Des témoins et plusieurs experts estiment qu'un allègement temporaire des contrôles à la frontière aurait facilité l'arrivée de dizaines de milliers de personnes dans le territoire espagnol.

À Fnideq, ville marocaine située à proximité de Ceuta, des habitants affirment que les barrages de sécurité étaient moins nombreux qu'à l'accoutumée et que les renforts policiers ne sont intervenus qu'après les premiers franchissements de la frontière. Toutefois, aucun élément ne permet d'établir qu'une telle décision aurait été prise au plus haut niveau de l'État marocain.

Le gouvernement marocain rejette ces accusations. Le porte-parole du ministère de l'Intérieur, Rachid El Khalfi, affirme que ces événements ne sont « ni le fruit du hasard ni des réactions spontanées ». Selon lui, cette vague migratoire résulte de « l'exploitation malveillante » des réseaux sociaux, de la diffusion d'informations trompeuses, de l'action des réseaux de traite d'êtres humains et d'une mauvaise interprétation de certaines informations juridiques et administratives, qui auraient laissé croire qu'il était possible d'entrer facilement sur le territoire européen sans conséquences légales.

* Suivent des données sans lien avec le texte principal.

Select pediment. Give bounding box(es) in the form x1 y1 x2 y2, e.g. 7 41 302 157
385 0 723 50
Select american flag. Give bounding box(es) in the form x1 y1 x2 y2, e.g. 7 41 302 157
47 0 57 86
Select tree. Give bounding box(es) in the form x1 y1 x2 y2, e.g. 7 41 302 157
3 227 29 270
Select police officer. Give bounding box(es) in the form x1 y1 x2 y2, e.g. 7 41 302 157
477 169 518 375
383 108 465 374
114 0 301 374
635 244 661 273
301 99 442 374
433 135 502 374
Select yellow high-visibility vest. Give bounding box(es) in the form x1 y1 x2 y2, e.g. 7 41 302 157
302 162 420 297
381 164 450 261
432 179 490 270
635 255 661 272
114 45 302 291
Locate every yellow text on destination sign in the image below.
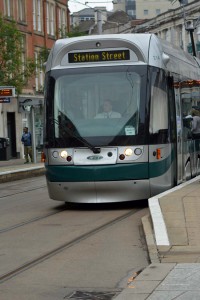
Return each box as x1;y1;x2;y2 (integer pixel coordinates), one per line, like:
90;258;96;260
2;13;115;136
68;50;130;63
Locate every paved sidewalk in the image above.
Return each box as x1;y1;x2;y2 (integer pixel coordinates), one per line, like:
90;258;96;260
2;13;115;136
115;176;200;300
0;159;200;300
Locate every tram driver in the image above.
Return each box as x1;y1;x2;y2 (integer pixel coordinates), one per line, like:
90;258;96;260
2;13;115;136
95;99;121;119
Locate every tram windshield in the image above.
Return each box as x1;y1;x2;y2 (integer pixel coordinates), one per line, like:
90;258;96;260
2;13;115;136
46;66;146;146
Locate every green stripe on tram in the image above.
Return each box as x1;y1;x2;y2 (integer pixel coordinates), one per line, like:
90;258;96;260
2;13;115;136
47;155;172;182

Rabat dément ainsi tout relâchement des contrôles frontaliers et attribue la crise aux passeurs et à la désinformation en ligne.

Cette crise est survenue en pleine Fête du Trône, période durant laquelle les autorités mettent traditionnellement en avant la stabilité du royaume. Le palais royal ne s'est pas exprimé sur ces accusations.

Les événements de Ceuta ont ravivé un contentieux récurrent entre le Maroc et l'Espagne sur la gestion des frontières et des flux migratoires.